Susan Schwartz. Phot Credit: Andrew Schwartz

Her recollections blend humour and horror. She shows Liebowitz the steps where she played as a toddler, proudly recounts the fur coat she wore at age three, and tells stories of ice cream runs to nearby towns. But she also shares that her pet dog – a gift from her parents after liberation – had a swastika burned into its ear. Her mother had pretended to be a chef for the SS; her father sabotaged bombs during forced labour.

For Karen Lasky, born nearby in 1946, the camp was the place her parents – both Holocaust survivors – met after losing their families. “There’s so much death here,” she says, standing by one of the camp’s mass graves. “And then for me, I look at this more as a place of life… The liberation here is what I connect to.”

Lasky only discovered her original name – Krisha – decades later when she visited the Bergen-Belsen Memorial in 2007. “Coming here in 2007 was for me a coming of age,” she says. “Being rewarded with my full identity.”
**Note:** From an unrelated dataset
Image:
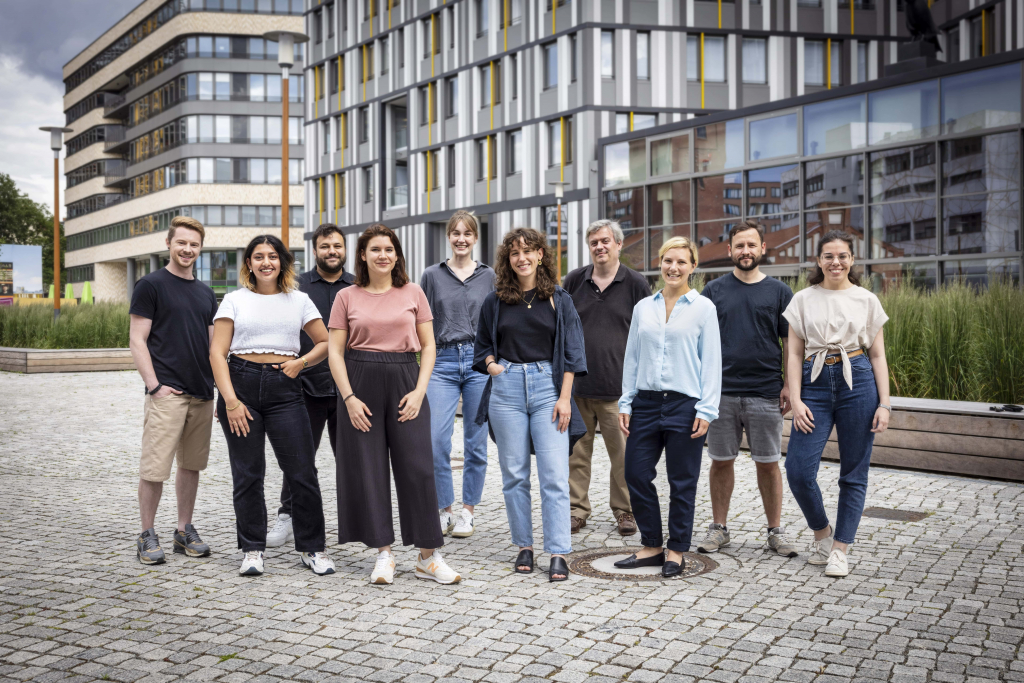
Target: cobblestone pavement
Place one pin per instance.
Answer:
(936, 600)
Karen Lasky. Photo Credit: Amie Liebowitz

Alongside these interviews, Liebowitz delves into the archives of the camp’s museum. With the help of lead archivist Bernd Horstmann, she uncovers documents confirming that her relatives were not Mina, Leah and, Brenda – but Mina, Bronka, and Lea Szach. “Everyone’s names and locations were spelt incorrectly,” she explains in the episode.
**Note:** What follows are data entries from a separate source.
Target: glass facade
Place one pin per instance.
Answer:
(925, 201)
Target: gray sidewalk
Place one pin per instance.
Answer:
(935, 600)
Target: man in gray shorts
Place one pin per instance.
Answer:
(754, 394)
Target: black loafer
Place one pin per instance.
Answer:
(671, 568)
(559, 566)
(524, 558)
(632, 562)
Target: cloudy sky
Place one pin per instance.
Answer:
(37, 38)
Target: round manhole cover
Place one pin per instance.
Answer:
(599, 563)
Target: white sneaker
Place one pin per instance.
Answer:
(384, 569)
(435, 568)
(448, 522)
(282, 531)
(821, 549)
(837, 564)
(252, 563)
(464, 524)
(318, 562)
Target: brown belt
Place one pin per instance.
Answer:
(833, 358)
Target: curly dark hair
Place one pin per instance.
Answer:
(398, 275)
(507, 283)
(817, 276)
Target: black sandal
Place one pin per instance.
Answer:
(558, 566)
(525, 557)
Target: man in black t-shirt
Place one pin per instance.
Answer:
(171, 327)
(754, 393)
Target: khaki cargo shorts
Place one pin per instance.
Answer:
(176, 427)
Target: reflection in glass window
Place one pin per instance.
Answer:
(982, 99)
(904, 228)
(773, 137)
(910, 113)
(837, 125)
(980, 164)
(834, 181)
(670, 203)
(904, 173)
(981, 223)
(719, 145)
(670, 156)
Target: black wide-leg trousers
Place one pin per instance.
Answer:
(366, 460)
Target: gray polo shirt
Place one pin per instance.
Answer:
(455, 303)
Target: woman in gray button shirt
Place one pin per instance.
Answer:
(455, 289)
A British Red Cross form showed Mina’s uncles in London had desperately been searching for her. Eventually, Mina and the twins made it to England in April 1946. “It just makes me feel – I feel like I could – can I keep these?” her cousin Laura asks through tears. “Everything she said, the good, the bad, it’s all here in black and white.”

Liebowitz, who moved to London in 2017, told Jewish News: “This is my contribution to UK society and UK Jewry. Many people still don’t know that the British liberated Bergen-Belsen… Their face lights up when you tell them.”
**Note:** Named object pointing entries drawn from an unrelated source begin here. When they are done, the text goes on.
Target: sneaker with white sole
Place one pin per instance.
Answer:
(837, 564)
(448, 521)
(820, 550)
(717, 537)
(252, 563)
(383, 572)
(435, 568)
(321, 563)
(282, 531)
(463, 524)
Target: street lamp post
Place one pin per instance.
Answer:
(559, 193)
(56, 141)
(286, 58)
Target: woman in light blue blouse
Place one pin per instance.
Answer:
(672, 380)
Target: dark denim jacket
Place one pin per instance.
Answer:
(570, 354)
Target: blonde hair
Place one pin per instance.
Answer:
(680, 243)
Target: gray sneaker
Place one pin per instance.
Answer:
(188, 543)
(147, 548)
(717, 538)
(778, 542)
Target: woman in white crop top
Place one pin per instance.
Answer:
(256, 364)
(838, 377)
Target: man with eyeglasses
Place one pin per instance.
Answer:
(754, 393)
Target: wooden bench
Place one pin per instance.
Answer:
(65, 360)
Amie Liebowitz. Photo Credit: amieliebowitz.com

She added: “There was a real discussion between the babies about concerns that once the survivors are gone, their stories would be forgotten by governments and organisations. I hope this makes people reflect on that time period and ask more questions.”

Liebowitz previously fronted the acclaimed BBC World Service documentary Death Marches: Uncovering the Truth Beneath the Soil, which investigated a Nazi death march through the former German town of Schönwald, now Bojków in Poland. The programme, part of the BBC’s 80th anniversary coverage of Auschwitz’s liberation, was praised by listeners and uncovered long-silenced local complicity.

Bergen Belsen: Among Graves, We Were Born is available now on BBC Sounds and the World Service’s Heart and Soul programme.